In the present study, complete non-enhancement throughout three phases or sustained enhancement in the portal and late phases were exhibited in most benign complex cystic FLLs, with the exception of 21 pyogenic abscesses, one cystadenoma and one infectious granuloma-like lesion. On the other hand, hypo-enhancement in the late phase was seen in all malignant complex cystic FLLs. Therefore, the characterization algorithm of CEUS for solid FLLs (i.e., sustained enhancement in late phase indicates benign lesions and washout in late phase indicates malignancies) [6] is also applicable for most complex cystic FLLs.

With regard to discrimination between benign and malignant lesions, significant improvement in Az was found for the resident radiologist after CEUS, whereas not found for the staff radiologist, in whom both US and CEUS obtained satisfactory diagnostic results. On the other hand, a significant difference in Az between the resident and the staff radiologists was found on US but not found on CEUS. This phenomenon indicates that for the resident radiologist, it requires a long learning process to obtain the similar diagnostic performance as the staff radiologist on US. Nevertheless, with the help of CEUS, this process will be greatly shortened since both the resident and the staff radiologists had similar results in Az on CEUS. In other words, CEUS will change the learning curve in diagnosing complex cystic FLLs. The improved interobserver agreement after CEUS also supported this hypothesis.

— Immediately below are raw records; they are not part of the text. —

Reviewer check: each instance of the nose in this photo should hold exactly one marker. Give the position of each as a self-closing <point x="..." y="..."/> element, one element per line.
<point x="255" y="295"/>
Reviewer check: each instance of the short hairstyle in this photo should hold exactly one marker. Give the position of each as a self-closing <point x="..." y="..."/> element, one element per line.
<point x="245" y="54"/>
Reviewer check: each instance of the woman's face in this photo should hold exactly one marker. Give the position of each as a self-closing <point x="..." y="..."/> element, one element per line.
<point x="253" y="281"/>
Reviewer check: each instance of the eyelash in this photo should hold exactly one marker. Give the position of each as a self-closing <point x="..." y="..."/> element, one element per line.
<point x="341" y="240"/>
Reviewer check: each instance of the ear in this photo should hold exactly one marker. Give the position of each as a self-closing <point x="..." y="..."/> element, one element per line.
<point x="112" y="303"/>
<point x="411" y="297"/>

As to specific diagnosis, CEUS greatly improved the ability in defining the natures of the complex cystic FLLs in both the resident and staff radiologists, compared with US. CEUS is particularly useful in the characterization of some non-neoplastic lesions, such as pyogenic abscess, hemangioma, hepatic cyst, and hematoma. A pyogenic abscess always shows a characteristic rim-like or honeycomb-like enhanced pattern in the arterial phase. Cystic hemangioma also shows the same typical peripheral nodular enhancement as its solid counterpart. Hepatic cyst and hematoma exhibit non-enhancement throughout three phases so that it was convenient to differentiate them from cystic neoplasms. In this study, characteristic features displayed on CEUS of some pyogenic abscesses directly prompted US-guided percutaneous aspiration and drainage, avoiding further CECT or CEMR examination. With the help of CEUS, both readers made correct diagnosis in most neoplastic lesions, such as HCC, cystadenoma, and cystadenocarcinoma, because of the characteristic enhancement patterns as described before [4, 911, 13]. Conversely, it was unexpected that both readers made wrong specific diagnoses in all the three cystic metastases on CEUS, largely due to anonymity to the patient history and other imaging studies.

In the present study, the number of the malignant complex cystic FLLs was less than that of the benign lesions, which would lead to selection bias. The disparity in entity composition may reflect the disparity of incidence between benign and malignant lesions, since benign complex cystic FLLs are much more common than malignant. Another limitation was that CEUS images were reviewed immediately after US images in each case, which might cause observer bias. Though this method is not strictly appropriate, it is reasonable and acceptable in clinical practice, since the investigators have to refer to US to determine the target lesion before CEUS.

Conclusions

CEUS with low MI techniques and a second-generation contrast agent improves the capability of discrimination between benign and malignant complex cystic FLLs, especially for resident radiologists. CEUS also increases the interobserver agreement in characterization for complex cystic FLLs in comparison with US.